Sundance Mountain Resort, though known as a ski resort with classes, teams, and special group days for women, offers a wide range of activities beyond skiing to create a well-rounded resort experience even after the lifts close for the day—or season. The art studio offers activities like pottery, soap making, journal making, jewelry making, and painting classes in addition to more technical spectator events like glass blowing (the glasses you use around the resort were made onsite at the art studio).

For kids, the resort also offers specialty kids classes in subjects like beading, pottery, printmaking, and painting. The classes are offered year-round, and provide a warmer activity when things get too cold outside—or in between hiking and biking in the summer months.

At the Sundance screening room, patrons can catch a film every now and then or enjoy summer theatre in an outdoor amphitheater of world famous productions (this summers’ has yet to be announced). The theatre program partners with Utah Valley University, which is known for its own theatre programs just a few miles away in nearby Orem.

In addition to its theatre, film, and art programs, Sundance’s outdoor activities keep families busy throughout the duration of their stays.

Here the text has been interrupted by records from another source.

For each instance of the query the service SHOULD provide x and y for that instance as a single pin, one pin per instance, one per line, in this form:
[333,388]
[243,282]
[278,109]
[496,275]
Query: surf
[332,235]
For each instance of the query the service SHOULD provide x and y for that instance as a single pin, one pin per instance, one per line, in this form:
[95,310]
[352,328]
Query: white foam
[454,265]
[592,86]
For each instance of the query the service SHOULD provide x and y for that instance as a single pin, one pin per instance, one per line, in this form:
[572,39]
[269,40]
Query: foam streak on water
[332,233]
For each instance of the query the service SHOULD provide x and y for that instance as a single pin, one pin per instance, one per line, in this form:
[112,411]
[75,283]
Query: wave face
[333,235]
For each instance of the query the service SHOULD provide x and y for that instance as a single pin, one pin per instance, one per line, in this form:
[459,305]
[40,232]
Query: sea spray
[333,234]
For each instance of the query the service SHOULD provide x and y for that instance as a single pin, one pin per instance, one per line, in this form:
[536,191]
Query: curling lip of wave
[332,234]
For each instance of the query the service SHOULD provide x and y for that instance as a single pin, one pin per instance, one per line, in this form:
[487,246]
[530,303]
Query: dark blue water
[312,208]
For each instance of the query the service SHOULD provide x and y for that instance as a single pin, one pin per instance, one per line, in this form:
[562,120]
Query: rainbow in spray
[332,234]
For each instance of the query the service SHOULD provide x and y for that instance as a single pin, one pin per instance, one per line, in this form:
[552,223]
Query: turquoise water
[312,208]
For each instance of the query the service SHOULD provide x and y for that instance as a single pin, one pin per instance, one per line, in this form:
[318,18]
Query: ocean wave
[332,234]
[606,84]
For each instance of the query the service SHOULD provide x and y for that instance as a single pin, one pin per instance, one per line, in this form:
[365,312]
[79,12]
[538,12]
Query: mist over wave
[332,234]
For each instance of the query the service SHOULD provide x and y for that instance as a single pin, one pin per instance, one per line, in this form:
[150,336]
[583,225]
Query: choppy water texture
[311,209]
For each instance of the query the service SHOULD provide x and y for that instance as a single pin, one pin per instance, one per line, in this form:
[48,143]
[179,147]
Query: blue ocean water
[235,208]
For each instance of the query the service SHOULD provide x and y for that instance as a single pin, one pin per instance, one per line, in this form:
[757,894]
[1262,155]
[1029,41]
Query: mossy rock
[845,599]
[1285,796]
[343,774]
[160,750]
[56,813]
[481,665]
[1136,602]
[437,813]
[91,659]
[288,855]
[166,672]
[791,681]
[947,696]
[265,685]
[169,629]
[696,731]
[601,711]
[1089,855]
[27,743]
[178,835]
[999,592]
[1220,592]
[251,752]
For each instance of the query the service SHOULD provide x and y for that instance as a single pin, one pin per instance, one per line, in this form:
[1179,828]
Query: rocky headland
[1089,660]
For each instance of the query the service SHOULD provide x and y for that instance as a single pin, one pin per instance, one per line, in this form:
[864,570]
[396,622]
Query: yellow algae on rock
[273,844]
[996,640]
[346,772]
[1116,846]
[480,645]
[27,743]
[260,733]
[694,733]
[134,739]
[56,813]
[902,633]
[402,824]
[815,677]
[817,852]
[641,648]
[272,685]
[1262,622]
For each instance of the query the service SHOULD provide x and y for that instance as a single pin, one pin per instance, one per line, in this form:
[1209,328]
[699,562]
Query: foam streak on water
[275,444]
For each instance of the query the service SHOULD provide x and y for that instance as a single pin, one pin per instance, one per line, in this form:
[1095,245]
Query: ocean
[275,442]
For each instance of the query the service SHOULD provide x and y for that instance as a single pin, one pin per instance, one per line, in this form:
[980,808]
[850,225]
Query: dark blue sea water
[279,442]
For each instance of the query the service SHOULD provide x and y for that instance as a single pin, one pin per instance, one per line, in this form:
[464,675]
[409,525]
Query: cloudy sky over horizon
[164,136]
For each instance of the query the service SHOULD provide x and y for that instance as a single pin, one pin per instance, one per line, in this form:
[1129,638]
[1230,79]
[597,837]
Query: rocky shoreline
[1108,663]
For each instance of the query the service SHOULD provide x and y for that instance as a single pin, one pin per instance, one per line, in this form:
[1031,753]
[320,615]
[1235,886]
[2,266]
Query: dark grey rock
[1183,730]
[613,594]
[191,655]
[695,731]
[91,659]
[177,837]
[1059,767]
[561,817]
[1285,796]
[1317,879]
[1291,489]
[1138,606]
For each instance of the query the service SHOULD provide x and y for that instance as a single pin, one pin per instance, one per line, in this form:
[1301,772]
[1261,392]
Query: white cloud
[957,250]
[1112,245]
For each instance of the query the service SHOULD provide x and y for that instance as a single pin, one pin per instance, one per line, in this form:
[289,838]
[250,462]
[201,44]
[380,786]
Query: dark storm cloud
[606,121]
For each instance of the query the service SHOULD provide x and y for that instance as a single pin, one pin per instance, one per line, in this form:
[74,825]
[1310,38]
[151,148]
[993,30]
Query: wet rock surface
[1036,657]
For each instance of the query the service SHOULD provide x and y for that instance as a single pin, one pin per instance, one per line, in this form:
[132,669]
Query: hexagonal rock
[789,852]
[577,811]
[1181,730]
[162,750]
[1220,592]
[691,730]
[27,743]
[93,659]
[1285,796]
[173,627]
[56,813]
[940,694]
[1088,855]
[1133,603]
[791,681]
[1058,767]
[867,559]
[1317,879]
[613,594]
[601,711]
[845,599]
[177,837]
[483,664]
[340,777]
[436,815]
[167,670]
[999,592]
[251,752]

Zip lining—both in the winter and summer—is available, as well as horseback riding, hiking, fly fishing, and mountain biking. In the general store, patrons can shop an assortment of high-quality items also available in the Sundance catalog, before heading up to the full-service spa for a wellness program or specialty treatment.

Getting There

Travel to Sundance Mountain Resort is easy, as it’s located just a few miles up Provo Canyon from Provo, just south of Salt Lake. Fly into Salt Lake International Airport and catch an Uber or rent a car (though you may not need one during the duration of your stay) for a quick one hour drive down I-15 to Orem. Once you reach Orem, exit off of the freeway at 800 North and follow the road all the way to the entrance of Provo Canyon, where Sundance Mountain Resort is nestled just a few miles up and to the left (don’t worry, there are signs).

Regardless of your personal interests, Sundance Mountain Resort serves as a relaxing getaway—not to be confused with the hustle and bustle of the film festival, which shares the same name. Though Redford is affiliated with both, the lodge is clearly his pride and joy as the carefully curated assortment of activities and dining experiences represent decades of tender love and care put into a quiet, beautiful resort.

We would like to extend a thank you to Explore Utah and Sundance Mountain Resort for hosting Grit Daily to experience what the resort has to offer for this feature. All opinions are our own.